Filming evidence of executions at Kravica
A deserted, ethnically cleansed village, it is supposed to be the site of a mass grave – according to the UK satellite intelligence. [Later transpired the intelligence correct]. It was covered with snow, so we were none the wiser. We’d driven half a mile up the track to the village and had to reverse the Land Rover back in the same tracks. No one wanted to take chances, because the consensus is that the sites are heavily mined…..
The day ended with an exhausting three hour drive back through the night to Pale, the snow so thick it was almost impossible to see the road. Lasting memory of the day? Serb children sledging in front of the demolished mosque in Srebrenica.

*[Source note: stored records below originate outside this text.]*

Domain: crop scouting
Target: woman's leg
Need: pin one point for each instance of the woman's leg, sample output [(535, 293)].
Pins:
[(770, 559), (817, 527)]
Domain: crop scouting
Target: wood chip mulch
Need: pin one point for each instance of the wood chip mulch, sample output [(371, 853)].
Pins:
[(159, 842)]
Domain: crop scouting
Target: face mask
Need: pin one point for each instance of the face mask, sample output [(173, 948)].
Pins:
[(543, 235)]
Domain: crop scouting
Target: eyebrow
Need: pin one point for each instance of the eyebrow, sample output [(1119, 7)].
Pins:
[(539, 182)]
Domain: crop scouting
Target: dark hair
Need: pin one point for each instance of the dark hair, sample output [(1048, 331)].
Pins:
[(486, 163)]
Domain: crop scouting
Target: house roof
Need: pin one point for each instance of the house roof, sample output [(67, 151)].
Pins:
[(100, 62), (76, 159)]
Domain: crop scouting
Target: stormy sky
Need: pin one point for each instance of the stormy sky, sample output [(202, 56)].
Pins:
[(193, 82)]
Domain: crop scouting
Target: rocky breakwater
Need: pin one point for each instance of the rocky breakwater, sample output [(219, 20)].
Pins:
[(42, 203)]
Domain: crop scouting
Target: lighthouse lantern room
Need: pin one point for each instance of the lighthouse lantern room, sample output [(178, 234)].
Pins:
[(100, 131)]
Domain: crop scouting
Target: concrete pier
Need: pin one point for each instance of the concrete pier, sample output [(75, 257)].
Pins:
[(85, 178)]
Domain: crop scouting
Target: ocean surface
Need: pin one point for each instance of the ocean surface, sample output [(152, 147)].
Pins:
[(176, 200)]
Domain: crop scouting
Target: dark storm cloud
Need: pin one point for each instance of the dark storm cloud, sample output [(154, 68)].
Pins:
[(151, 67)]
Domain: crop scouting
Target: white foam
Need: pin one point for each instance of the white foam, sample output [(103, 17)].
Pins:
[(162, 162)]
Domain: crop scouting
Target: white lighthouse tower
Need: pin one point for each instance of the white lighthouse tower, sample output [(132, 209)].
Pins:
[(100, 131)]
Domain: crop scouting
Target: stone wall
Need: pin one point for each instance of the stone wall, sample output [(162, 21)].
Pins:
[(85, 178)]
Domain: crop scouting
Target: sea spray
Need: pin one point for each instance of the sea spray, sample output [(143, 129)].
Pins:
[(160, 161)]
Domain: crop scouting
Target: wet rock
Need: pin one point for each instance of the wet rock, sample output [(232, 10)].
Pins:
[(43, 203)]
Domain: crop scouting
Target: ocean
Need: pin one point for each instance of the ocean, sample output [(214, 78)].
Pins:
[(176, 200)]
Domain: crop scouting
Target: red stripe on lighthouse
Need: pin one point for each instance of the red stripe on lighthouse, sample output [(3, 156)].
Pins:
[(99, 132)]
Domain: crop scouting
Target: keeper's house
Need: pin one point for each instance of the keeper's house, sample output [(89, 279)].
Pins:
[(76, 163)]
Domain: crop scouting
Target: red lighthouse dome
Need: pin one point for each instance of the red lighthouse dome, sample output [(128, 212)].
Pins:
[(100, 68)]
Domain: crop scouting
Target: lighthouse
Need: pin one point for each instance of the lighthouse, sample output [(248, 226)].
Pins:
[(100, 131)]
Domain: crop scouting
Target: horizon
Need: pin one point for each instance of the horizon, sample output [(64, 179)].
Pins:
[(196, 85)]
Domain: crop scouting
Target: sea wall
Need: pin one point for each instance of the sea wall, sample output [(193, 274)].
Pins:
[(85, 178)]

Only a week before I’d seen Muslim children doing the same thing in a village near Tusla. Terrible things were done at Srebrenica, particularly last summer. But the more I learn of the war in Bosnia the more unrealistic I think it is to talk of clear cut war crimes like those committed in the Second World War. This is a village based war between neighbours, ancient hatreds surfacing again, brutal tit for tat killings carried out by a peasant army, sometimes in uniform, sometimes behind the plough. Nevertheless, the size of the slaughter – and of so many prisoners – this is on a different scale altogether.’